L’entrée repose sur des attestations historiques, lexicales ou documentaires solides, à replacer dans leur contexte.
Comprendre le terme
Blót-biskup est une appellation attestée dans la littérature nordique médiévale pour qualifier un ministre d’un culte non chrétien. Son emploi relève de textes rédigés après la christianisation de la Scandinavie.
Contexte historique
La formation du mot associe blót, qui désigne un sacrifice ou un acte cultuel, et biskup, emprunté au vocabulaire chrétien de l’évêque.
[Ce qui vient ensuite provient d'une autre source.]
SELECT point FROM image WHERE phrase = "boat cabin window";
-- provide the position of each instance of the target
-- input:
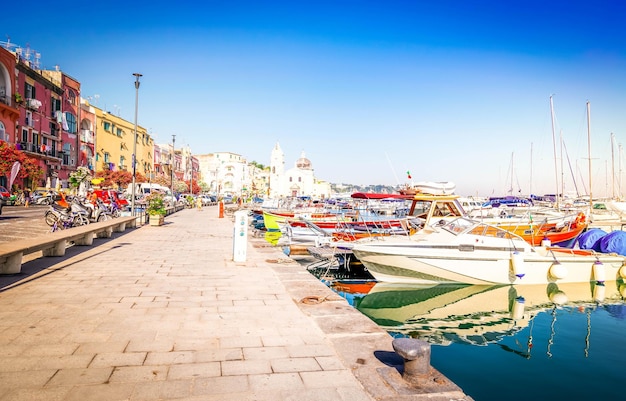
(446, 209)
(457, 226)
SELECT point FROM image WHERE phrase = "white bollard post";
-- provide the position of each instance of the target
(240, 236)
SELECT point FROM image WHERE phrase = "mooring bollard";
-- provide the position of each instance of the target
(416, 355)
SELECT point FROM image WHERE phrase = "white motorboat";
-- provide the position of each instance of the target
(473, 252)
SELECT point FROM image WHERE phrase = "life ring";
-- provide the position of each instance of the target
(580, 219)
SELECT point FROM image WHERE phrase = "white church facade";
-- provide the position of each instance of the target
(298, 181)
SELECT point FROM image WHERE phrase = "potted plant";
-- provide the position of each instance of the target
(156, 208)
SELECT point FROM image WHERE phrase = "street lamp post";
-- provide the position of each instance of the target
(172, 162)
(134, 161)
(191, 178)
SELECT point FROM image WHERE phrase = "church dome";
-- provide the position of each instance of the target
(303, 163)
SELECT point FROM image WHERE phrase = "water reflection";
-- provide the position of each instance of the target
(474, 314)
(545, 335)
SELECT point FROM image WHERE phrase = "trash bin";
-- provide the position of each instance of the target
(240, 236)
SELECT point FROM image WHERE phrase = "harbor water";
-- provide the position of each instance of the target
(509, 342)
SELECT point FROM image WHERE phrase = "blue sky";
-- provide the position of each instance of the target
(448, 90)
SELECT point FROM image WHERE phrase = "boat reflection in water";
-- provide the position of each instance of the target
(475, 314)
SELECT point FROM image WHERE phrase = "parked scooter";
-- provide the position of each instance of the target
(63, 214)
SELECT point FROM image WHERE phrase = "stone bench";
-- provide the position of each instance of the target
(55, 243)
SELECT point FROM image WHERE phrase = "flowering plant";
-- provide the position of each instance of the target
(156, 204)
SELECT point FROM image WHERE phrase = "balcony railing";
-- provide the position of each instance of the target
(8, 100)
(32, 148)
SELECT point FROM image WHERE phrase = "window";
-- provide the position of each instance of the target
(71, 122)
(55, 105)
(67, 148)
(71, 97)
(54, 130)
(29, 91)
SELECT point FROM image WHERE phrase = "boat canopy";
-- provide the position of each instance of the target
(374, 195)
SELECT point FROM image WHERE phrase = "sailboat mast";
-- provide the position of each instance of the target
(612, 166)
(589, 150)
(556, 169)
(530, 186)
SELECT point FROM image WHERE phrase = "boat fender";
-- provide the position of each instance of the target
(557, 271)
(622, 271)
(558, 297)
(580, 219)
(599, 292)
(517, 262)
(517, 312)
(622, 290)
(599, 273)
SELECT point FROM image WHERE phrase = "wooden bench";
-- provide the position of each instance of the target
(54, 244)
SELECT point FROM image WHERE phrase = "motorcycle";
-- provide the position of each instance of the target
(66, 215)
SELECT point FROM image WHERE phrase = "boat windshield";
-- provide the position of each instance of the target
(457, 226)
(465, 225)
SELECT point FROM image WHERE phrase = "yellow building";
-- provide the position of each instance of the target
(114, 144)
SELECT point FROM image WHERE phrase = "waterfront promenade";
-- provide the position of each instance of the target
(160, 313)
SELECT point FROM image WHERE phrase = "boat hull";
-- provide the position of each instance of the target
(429, 265)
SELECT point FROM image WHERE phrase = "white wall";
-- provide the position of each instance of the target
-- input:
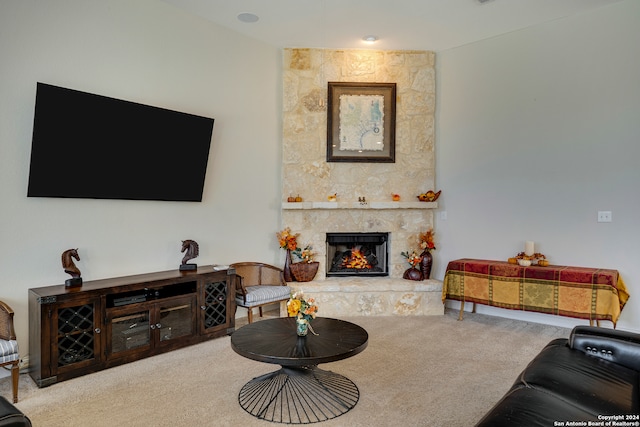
(537, 130)
(149, 52)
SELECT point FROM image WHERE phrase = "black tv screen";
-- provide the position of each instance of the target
(92, 146)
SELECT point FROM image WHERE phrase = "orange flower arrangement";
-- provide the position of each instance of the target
(426, 241)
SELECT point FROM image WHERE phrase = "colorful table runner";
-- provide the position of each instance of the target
(579, 292)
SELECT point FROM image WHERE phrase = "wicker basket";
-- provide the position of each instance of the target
(304, 271)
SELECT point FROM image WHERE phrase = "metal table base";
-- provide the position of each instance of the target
(299, 395)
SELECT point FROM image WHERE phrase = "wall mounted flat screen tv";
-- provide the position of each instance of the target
(92, 146)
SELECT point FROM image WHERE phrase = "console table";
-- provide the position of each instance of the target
(299, 392)
(108, 322)
(579, 292)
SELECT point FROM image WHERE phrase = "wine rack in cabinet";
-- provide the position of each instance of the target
(104, 323)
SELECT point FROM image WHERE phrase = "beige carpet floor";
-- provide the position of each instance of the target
(416, 371)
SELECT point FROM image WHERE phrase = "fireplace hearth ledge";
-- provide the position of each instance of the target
(374, 296)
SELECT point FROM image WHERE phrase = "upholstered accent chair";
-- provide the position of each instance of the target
(9, 346)
(259, 284)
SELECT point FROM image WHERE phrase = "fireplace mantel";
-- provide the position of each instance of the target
(358, 205)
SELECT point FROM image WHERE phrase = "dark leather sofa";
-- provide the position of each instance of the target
(10, 416)
(592, 376)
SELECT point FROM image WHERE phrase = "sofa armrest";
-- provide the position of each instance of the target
(619, 347)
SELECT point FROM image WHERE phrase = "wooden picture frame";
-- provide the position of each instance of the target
(361, 122)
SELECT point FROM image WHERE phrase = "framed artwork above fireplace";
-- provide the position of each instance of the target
(361, 122)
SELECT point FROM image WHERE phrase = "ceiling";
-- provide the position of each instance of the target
(399, 24)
Cette combinaison peut traduire une manière médiévale de décrire ou de classer une autorité religieuse païenne au moyen d’un terme familier aux auteurs chrétiens.
Usage et fonction
Le terme sert à identifier une fonction sacerdotale ou cultuelle dans le récit. Les sources ne permettent pas d’établir qu’il ait correspondu à un titre institutionnel réellement employé avant la christianisation.
Ce que l’on sait
Dans les attestations littéraires connues, blót-biskup renvoie à un prêtre païen. Le mot appartient au vocabulaire des textes nordiques médiévaux et ne constitue pas, à lui seul, une preuve sur l’organisation des cultes de l’Âge Viking.
Ce qui est débattu
La portée exacte du terme reste discutée : il peut s’agir d’une désignation narrative ou d’une traduction conceptuelle d’une fonction religieuse, plutôt que du nom historique d’un office. L’influence du vocabulaire chrétien dans sa formation est manifeste, mais son rapport à des pratiques antérieures ne peut être établi avec certitude.
Idées reçues et confusions fréquentes
Blót-biskup ne doit pas être compris automatiquement comme l’équivalent préchrétien d’un évêque. Le terme ne prouve pas l’existence d’une hiérarchie épiscopale dans les religions nordiques anciennes.
À retenir
Blót-biskup est une appellation médiévale pour un prêtre païen. Sa composition mêle le vocabulaire du sacrifice nordique et celui de l’évêque chrétien. Il est préférable d’y voir une désignation textuelle, sans en déduire une institution historique assurée.